Feliz 2020! Uma das apostas mais seguras desta década que se inicia é que o brasileiro passará a poupar mais em ações, e assim romperá o ciclo vicioso de décadas emprestando exclusivamente ao governo por meio da caderneta de poupança e dos fundos vinculados ao CDI.
O que deve o investidor almejar da empresa e de seus gestores? Tradicionalmente o investidor espera que sirvam melhor aos clientes, aumentem suas vendas e lucros, e assim incrementem o valor de longo prazo de sua poupança por meio de dividendos crescentes e ações mais valorizadas. O afastamento deste objetivo implica perdas monetárias de seus investidores e donos.
Hoje em dia as empresas têm sido compelidas a aderir à chamada “responsabilidade social empresarial” (RSE) e ao ESG, sigla em inglês que representa compromissos ambientais, sociais e de governança.
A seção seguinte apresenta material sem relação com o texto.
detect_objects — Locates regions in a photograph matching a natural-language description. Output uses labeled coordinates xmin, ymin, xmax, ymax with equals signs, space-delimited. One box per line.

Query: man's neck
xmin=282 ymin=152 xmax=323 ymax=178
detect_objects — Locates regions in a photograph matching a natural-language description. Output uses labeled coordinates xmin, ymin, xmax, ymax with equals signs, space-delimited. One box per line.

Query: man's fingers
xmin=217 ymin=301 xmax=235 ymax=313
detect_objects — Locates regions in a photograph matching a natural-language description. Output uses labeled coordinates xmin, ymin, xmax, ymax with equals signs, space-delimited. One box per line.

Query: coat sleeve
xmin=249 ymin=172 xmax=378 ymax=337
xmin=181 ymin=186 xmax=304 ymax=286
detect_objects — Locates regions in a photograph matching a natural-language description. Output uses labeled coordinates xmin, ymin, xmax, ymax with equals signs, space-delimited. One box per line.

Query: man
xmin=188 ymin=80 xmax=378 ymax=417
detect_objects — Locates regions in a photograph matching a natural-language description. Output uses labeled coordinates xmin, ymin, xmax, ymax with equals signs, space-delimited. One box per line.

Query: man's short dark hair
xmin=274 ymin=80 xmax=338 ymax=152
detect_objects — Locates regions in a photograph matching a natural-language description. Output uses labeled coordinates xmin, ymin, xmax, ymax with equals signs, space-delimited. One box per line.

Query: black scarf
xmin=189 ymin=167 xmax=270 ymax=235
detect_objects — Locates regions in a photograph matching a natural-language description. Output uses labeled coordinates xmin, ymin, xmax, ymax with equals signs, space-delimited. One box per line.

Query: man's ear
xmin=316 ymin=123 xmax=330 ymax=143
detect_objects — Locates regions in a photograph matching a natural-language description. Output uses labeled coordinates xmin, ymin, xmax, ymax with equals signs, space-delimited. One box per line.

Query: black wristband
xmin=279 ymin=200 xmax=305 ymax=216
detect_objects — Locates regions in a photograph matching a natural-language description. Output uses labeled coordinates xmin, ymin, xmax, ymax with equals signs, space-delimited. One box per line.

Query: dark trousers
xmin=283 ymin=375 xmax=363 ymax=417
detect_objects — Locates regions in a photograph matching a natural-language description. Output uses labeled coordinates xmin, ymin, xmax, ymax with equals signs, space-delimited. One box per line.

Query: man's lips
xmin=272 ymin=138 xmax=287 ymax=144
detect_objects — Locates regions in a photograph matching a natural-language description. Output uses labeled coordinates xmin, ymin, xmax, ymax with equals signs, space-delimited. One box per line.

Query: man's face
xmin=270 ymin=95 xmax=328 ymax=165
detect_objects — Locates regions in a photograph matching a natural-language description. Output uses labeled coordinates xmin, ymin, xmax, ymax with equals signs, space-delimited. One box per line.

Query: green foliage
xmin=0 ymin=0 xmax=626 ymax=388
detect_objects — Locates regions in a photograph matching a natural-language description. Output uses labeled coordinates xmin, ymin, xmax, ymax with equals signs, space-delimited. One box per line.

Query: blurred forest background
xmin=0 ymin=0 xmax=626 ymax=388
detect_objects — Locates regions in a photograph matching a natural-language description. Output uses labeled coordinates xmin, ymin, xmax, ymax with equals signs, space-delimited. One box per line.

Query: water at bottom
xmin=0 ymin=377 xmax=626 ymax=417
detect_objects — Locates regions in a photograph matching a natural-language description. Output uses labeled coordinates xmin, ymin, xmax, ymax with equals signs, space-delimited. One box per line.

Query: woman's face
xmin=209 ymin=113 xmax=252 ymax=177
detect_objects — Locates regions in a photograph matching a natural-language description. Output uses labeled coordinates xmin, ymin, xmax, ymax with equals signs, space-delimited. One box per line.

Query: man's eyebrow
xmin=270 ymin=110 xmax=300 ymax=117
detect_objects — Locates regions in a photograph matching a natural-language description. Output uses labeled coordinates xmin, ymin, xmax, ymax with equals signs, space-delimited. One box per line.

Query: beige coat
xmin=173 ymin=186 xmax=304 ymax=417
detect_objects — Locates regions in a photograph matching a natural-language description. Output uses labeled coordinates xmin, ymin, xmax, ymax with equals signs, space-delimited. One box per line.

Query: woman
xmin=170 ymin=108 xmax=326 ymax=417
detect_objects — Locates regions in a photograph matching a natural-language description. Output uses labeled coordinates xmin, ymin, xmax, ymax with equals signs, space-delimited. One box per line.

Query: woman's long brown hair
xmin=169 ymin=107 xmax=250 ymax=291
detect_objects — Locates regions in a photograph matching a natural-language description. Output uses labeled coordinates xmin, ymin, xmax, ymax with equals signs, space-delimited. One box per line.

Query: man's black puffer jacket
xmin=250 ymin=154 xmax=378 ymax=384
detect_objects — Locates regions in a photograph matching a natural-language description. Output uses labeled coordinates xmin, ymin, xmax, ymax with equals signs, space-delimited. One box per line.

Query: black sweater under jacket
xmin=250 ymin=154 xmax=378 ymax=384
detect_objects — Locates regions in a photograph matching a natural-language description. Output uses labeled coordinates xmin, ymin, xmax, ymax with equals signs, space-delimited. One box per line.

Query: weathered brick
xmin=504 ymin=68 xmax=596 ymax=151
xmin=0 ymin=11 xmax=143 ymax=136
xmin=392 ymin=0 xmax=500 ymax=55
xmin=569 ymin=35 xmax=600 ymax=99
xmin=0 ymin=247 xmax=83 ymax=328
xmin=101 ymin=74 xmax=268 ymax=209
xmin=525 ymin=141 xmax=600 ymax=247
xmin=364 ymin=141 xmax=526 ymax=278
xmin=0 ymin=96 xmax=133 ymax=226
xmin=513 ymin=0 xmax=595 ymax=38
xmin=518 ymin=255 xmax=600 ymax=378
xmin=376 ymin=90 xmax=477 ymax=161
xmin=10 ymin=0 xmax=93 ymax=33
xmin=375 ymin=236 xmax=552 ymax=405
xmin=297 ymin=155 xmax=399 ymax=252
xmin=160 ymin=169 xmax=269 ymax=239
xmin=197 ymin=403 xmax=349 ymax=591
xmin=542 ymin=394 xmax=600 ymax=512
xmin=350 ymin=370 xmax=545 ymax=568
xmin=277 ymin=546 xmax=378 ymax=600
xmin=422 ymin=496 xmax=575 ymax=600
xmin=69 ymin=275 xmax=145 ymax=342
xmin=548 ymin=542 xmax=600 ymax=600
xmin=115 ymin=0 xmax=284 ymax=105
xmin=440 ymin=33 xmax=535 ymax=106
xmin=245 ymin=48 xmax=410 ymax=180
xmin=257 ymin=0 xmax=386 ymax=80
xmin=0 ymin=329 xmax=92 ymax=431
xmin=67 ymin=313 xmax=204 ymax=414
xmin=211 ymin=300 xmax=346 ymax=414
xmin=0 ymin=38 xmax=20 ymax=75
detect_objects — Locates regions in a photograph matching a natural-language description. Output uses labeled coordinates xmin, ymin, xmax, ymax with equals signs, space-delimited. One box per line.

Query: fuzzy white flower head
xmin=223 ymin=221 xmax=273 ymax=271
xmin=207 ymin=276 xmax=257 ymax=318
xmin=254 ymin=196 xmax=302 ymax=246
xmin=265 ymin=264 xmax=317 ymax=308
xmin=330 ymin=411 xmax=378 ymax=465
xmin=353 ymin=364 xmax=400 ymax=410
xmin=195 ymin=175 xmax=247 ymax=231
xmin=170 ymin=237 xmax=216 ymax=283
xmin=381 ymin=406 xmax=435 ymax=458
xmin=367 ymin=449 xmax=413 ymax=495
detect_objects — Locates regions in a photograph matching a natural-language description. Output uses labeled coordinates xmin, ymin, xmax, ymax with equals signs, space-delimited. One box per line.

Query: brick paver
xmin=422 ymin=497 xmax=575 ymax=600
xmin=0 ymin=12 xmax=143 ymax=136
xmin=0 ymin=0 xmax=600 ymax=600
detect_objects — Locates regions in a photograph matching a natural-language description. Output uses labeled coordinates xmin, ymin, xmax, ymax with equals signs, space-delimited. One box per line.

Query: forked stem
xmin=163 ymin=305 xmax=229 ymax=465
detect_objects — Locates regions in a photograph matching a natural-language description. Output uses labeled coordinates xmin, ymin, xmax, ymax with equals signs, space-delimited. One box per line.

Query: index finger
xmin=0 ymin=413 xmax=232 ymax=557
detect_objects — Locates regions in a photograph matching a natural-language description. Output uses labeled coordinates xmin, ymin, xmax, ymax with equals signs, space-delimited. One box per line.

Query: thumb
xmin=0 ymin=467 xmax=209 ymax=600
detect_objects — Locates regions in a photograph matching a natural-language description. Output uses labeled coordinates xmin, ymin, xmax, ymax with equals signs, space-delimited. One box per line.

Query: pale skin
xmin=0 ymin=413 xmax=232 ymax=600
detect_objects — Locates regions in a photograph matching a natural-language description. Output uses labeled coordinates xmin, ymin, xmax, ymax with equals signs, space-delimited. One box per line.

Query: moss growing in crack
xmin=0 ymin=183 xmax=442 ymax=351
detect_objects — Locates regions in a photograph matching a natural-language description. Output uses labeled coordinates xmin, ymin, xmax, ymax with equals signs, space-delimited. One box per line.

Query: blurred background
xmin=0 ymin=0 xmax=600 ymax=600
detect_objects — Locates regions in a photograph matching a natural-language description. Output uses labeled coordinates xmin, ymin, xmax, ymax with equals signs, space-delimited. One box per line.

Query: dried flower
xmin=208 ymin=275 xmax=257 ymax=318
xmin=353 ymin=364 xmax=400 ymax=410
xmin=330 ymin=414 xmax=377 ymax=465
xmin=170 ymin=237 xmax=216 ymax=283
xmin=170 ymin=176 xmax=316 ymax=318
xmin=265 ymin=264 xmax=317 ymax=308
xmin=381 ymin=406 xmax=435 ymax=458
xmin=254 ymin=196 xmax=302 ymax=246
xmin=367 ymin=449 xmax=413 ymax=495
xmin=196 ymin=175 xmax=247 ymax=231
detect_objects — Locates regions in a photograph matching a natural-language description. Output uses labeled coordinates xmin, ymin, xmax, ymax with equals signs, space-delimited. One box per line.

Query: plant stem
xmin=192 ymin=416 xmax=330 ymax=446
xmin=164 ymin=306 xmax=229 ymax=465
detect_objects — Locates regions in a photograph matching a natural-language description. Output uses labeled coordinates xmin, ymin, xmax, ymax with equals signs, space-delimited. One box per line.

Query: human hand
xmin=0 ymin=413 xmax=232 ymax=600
Em 2019, o Business Roundtable, uma influente associação lobista de CEOs de grandes empresas americanas, alterou radicalmente sua declaração sobre o propósito empresarial. Desde 1978 defendiam a primazia de geração de retornos de longo prazo a seus donos-acionistas, agora suplantada pelo compromisso de gerar valor a todos os stakeholders: clientes, funcionários, fornecedores, comunidade, e por último os acionistas. Em que medida tais tendências são compatíveis com os objetivos dos investidores?
A economia de mercado tem como essência a cooperação social. Empresas se organizam para entregar produto ou serviço com qualidade e preço baixo.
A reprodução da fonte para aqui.